Costa Coffee has announced that it wants to start a ’cup recycling revolution’ by recycling the same volume of disposable cups as it sells by 2020.

Under the scheme, 500 million coffee cups a year would be recycled. Costa wants to encourage waste collection firms to process the cups by paying them a supplement of £70 a tonne.

The company is the first coffee chain in the UK to commit to such a pledge. Costa has also confirm that the scheme will include disposable cups sold through its Express coffee machines.

Retailers who have an Express machine in their store will be able to set up a ‘cup collection’ via their own waste contractor and have the disposable cups recovered from their sites.

Costa md Dominic Paul said: “Costa is putting its money where its mouth is to find an immediate solution to increasing the volume of takeaway coffee cups being recycled in the UK. It also dispels the myth that coffee cups can’t be recycled!

“Following today’s announcement up to 100 million cups will be recycled this year alone and if the nation’s other coffee chains sign up, there is no reason why all takeaway cups could not be recycled by as early as 2020.”

Around 2.5 billion disposable coffee cups are thrown away each year in the UK.
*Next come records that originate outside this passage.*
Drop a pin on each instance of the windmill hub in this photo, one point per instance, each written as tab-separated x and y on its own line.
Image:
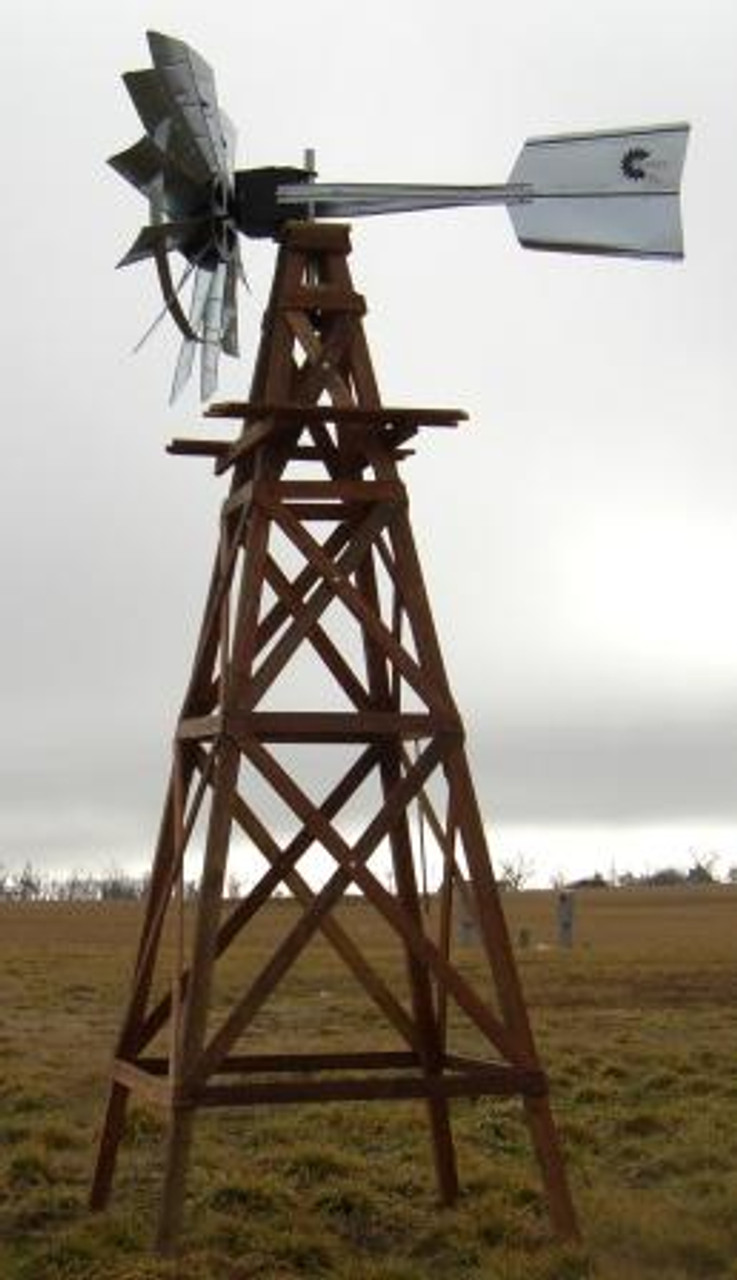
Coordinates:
609	192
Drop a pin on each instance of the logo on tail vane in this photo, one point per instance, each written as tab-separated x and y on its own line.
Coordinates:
632	164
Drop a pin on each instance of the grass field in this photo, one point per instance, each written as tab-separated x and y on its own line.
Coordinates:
637	1027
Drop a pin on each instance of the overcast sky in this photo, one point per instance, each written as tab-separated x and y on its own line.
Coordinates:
578	535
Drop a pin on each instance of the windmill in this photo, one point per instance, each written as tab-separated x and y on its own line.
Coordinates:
316	568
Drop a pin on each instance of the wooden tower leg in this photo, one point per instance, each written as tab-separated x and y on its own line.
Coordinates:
316	547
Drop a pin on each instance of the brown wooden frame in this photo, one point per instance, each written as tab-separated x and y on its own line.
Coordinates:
315	402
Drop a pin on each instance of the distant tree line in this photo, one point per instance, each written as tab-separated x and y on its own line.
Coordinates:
114	885
513	873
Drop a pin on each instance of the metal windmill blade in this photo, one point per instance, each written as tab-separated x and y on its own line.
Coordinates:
184	167
610	192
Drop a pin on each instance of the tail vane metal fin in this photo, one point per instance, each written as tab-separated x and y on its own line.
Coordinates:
614	193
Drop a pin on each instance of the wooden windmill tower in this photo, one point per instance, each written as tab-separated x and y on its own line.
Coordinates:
316	572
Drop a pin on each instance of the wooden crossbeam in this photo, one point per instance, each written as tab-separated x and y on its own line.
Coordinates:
317	447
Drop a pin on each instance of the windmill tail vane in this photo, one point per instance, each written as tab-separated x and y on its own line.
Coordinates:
608	192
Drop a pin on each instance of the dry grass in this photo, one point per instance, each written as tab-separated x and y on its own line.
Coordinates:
637	1029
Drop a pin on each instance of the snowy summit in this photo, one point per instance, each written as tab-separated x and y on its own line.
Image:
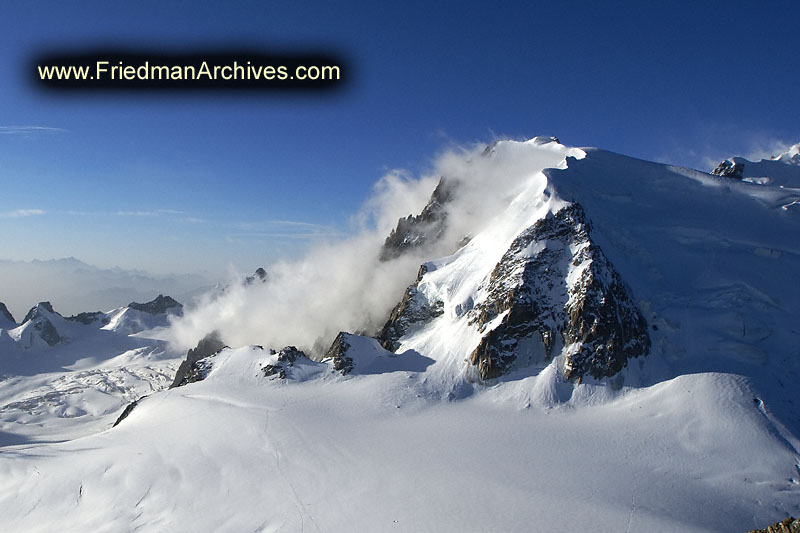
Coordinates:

Commenting on the announcement, environment minister Thérèse Coffey, said: ”We all have a responsibility to our environment and this is a significant step by a British business which should dramatically increase the number of disposable coffee cups we recycle in this country.”

Costa introduced a nationwide in-store recycling scheme in February 2017, accepting any branded disposable cup. The company also offers a 25p discount to all customers that use a reusable cup.

Catherine Joce of Cambridge Consultants believes the use of technology could improve the recycling process.

“The coffee cup is a classic example where consumers struggle to decide if it should go in the general waste, recycling or composting waste stream. Even if it is clear which type of coffee cup they have in their hand, they are unlikely to know whether the infrastructure is in place to process it properly. Using technology to take these decisions out of the hands of the consumer will lead to significant improvements in recyclate quality,” she said.